President Serzh Sarkisian's Republican party led with 44.41 percent of the vote after more than three-quarters of the 1,982 polling stations had counted ballots from Sunday's contest, the Central Election Commission said.

Its outgoing coalition partner turned poll rival, the Prosperous Armenia party, was running second on 30.52 per cent.

Trailing far behind, the opposition Armenian National Congress bloc was third on 6.85 percent, according to the commission results, posted on its website.

The bloc needs to pass a seven-percent threshold to enter parliament, higher than the five-percent threshold for individual parties.

The elections were monitored by 350 European observers led by the Organisation for Security and Cooperation in Europe, which is due to deliver its initial verdict on the conduct of the vote later on Monday.

The authorities had promised a clean contest for the 131-seat National Assembly in the hope of avoiding a repeat of the clashes between riot police and opposition supporters four years that left 10 people dead.

"I want everything to be calm, peaceful and in accordance with our laws today, tomorrow and the day afterwards," Sarkisian told journalists after casting his ballot in Yerevan on Sunday.

But a monitoring alliance including Prosperous Armenia and the Armenian National Congress opposition bloc led by former president Levon Ter-Petrosian expressed "doubts about the legitimacy of the electoral process".

Ter-Petrosian's bloc, which led the protests against the alleged 2008 vote-rigging that ended in violence, has threatened new protests if there is evidence of large-scale fraud.

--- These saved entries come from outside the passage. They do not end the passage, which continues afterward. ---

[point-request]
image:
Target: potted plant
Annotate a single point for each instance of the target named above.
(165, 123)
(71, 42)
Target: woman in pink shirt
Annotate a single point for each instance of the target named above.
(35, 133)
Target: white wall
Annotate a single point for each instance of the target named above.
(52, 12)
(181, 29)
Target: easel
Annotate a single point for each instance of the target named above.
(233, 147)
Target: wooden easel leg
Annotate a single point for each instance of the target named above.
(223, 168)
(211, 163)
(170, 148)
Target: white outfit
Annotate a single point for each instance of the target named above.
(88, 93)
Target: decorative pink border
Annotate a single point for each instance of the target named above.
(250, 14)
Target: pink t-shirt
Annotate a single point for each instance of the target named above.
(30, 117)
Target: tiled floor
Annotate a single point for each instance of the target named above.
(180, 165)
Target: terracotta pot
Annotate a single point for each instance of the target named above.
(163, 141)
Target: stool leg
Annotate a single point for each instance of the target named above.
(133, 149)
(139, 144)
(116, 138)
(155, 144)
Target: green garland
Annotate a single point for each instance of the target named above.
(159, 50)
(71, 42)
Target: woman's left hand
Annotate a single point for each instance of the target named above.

The partial results showed the bloc running third on 6.38 percent -- just below the threshold required to enter parliament.

Local media reported allegations of polling-day violations including incidents of parties bribing voters -- a problem that has marred previous Armenian elections.

It was not immediately clear though how widespread such irregularities were.

Campaigning in the Caucasus state of 3.3 million people mainly focused on issues of unemployment, poverty and emigration rather than Armenia's long-running political disputes with neighbours Turkey and Azerbaijan.

Landlocked and impoverished Armenia has suffered economically because its borders with both countries are closed.

No final peace deal has been signed with Azerbaijan since the 1990s war over the region of Nagorny Karabakh, and gun battles often erupt along the front line.

Efforts to restore diplomatic relations with Turkey, which could have ended decades of enmity over the World War I genocide of Armenians under the Ottoman empire, have also been frozen.